Professor of Internal Medicine Iowa State University Ames, IA, United States
Abstract:
Background: Recent studies indicate that dogs exposed to enteropathogens early in life are at increased risk for developing CIE as adults, suggesting that epigenetic mechanisms contribute to disease development.
Objective: To investigate DNA methylation (DNAm) in duodenal biopsies of dogs with CIE pre- versus post-treatment. Animals: Twenty dogs diagnosed with CIE.
Methods: Dogs were randomized to receive an elimination diet +/- synbiotic for 6 weeks. Endoscopic duodenal biopsies were collected pre- and post-treatment. An untargeted approach using whole genome bisulfite sequencing was used to examine methylation-specific patterns of tissue DNAm across the whole genome. Total reads were mapped to a reference Canis lupus familiaris genome, and the methylation level was calculated for each methylation site. Enrichment of DMR-involved genes was evaluated in KEGG pathways and the genomic locations of DMRs were annotated. The mucosal microbiota was investigated using FISH.

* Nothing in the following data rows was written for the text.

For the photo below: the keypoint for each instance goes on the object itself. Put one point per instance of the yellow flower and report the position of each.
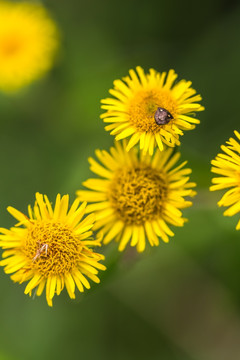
(51, 248)
(137, 196)
(228, 165)
(151, 109)
(28, 43)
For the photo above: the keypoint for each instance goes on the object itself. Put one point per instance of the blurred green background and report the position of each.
(179, 301)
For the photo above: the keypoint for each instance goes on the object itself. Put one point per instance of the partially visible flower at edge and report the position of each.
(29, 40)
(227, 165)
(151, 109)
(51, 248)
(136, 196)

Results: Non-CG sites (CHG, CHH) exhibited distinct relationships with methylation levels compared to CG sites in synbiotic- vs. diet-treated dogs. Differentially expressed genes (DEGs, p< 0.05) included hyper-methylation genes: MAPK, Wnt, Ras, cGMP-PKG, and cAMP signaling pathways, inflammatory mediator regulation of TRP channels/MAPK signaling pathway, lysine degradation, cAMP and Rap1 pathways (CHH). Hypo-methylation genes: metabolic pathways, protein digestion and absorption, cell adhesion molecules, focal adhesion and Rap1, PI3K-Akt, TGFβ, cGMP-PKG, Ras, FoxO, AGE-RAGE, NF-κB, NOD-like receptor and AMPK pathways, pathways regulating stem cell pluripotency, endocytosis and gap junctions (CG). Conclusions and clinical importance: Genome-wide DNAm analysis identified unique functional patterns associated with hyper- and hypo-methylation and microbial imbalances in dogs with CIE.